Agora, é a vez dos delegados de polícia, que têm o pior salário do Brasil. Meu mandato tem lutado para que a carreira de delegados de polícia seja reconhecida e reajustada dignamente. Há uma reunião marcada para a próxima segunda-feira, após o 12º adiamento da prometida reunião.


Mais tarde comento aqui no blog sobre as prévias do PT. Os excelentes debates terminaram ontem à noite e domingo é a eleição. Num clima pra cima e com o PT unificado e o grande vitorioso do processo.

Agora, acompanhe o noticiário sobre a greve dos PM’s:

No blog Mídias, Educação e Meio Ambiente
O Ceará não é aqui
Veja os resultados da greve e da negociação entre governo e a PM do Pará:

O governo concedeu ainda intersídio de 5% para os praças, ganho de 70% sobre a gratificação de risco de vida e ganho real de 7%. Também ficou definida a permanência da mesa de negociação com a categoria, a fim de discutir outras reivindicações dos militares do Estado, como o prazo de implantação da jornada de trabalho para 40 horas semanais; o adicional de interiorização e o auxílio fardamento para cabos e soldados, além de mais 30% na gratificação por risco de vida. Todas essas reivindicações serão discutidas na mesa de negociação, considerando sempre as condições financeiras do Estado.

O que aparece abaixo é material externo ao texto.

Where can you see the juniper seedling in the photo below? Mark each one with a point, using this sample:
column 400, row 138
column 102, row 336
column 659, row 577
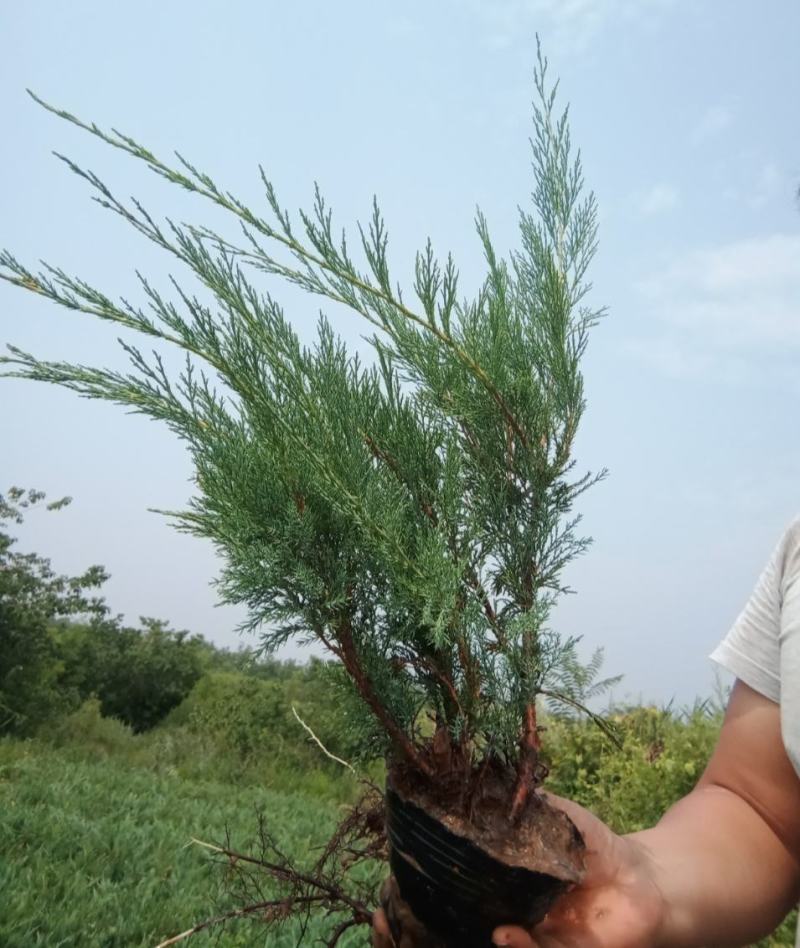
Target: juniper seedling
column 413, row 515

Fonte: http://www.pa.gov.br/noticia_interna.asp?id_ver=92036

Veja os resultados da greve e da negociação entre governo e a PM do Ceará:

Um documento de quatro páginas foi redigido e assinado pelas partes, garantindo uma anistia a todos os policiais e bombeiros militares que participaram do movimento, livrando-os de qualquer processo disciplinar e administrativo, bem como da instauração de inquéritos por violação ao Código Penal Militar e ao Estatuto dos Militares do Ceará.

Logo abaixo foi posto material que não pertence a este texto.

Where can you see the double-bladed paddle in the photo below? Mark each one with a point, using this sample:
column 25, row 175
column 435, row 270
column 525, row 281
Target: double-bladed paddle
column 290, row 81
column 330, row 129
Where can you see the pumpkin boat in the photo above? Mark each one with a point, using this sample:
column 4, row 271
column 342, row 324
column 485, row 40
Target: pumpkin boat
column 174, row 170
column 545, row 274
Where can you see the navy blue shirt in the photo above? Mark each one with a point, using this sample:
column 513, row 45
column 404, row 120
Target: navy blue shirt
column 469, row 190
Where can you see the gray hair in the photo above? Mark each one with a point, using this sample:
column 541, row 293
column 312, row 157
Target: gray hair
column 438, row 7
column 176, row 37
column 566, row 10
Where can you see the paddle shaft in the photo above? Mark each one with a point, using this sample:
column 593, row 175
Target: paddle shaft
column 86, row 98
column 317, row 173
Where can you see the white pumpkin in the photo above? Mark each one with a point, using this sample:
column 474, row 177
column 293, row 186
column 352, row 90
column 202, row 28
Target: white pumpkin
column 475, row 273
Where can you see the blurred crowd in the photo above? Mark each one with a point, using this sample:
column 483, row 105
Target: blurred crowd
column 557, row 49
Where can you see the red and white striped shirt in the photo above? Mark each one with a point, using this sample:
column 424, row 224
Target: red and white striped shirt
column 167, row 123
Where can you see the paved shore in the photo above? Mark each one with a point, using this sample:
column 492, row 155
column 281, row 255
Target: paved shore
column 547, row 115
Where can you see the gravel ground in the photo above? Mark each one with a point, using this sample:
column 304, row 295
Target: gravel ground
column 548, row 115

Outro ponto acertado foi a incorporação definitiva nos salários de toda a tropa da PM e dos Bombeiros da gratificação no valor atual de R$ 920,18, que vinha sendo paga somente aos PMs que trabalham no turno C (das 6 às 22 horas). Desse modo, o salário de um soldado (posto mais baixo da corporação) será de R$ 2.634,00, retroativo ao dia 1º de janeiro de 2012.

O governo do Estado também aceitou um reajuste no valor do vale-refeição para policiais e bombeiros, que será de R$ 224,00 por mês. Os ganhos vencimentais estabelecidos no acordo serão estendidos aos inativos e pensionistas das duas corporações militares.

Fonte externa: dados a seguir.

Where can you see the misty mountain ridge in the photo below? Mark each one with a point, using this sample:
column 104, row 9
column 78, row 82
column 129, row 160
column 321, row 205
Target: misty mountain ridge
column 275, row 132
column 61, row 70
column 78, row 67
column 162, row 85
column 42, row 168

O documento também estabelece que a jornada de trabalho será de 40 horas semanais, podendo, de acordo com a necessidade da Corporação, serem fixadas horas-extras.

Fonte: http://caboqueiroz.blogspot.com/2012/01/fim-da-greve-na-pm-do-ceara.html

Resultado final:

Salário (soldado, posto mais baixo da corporação) paraense com o aumento: R2.253,20

Salário (soldado, posto mais baixo da corporação) cearense com o aumento: R$ 2.634,00

Para ser justo com o movimento grevista da PM paraense e indicar que o resultado da negociação é fruto do modelo de governo, da sensibilidade do governante frente às reivindicações, é conveniente lembrar: PSB no Ceará e PSDB no Pará.

Para fundamentar esta perspectiva é preciso traçar uma comparação com outra greve recente, a dos professores.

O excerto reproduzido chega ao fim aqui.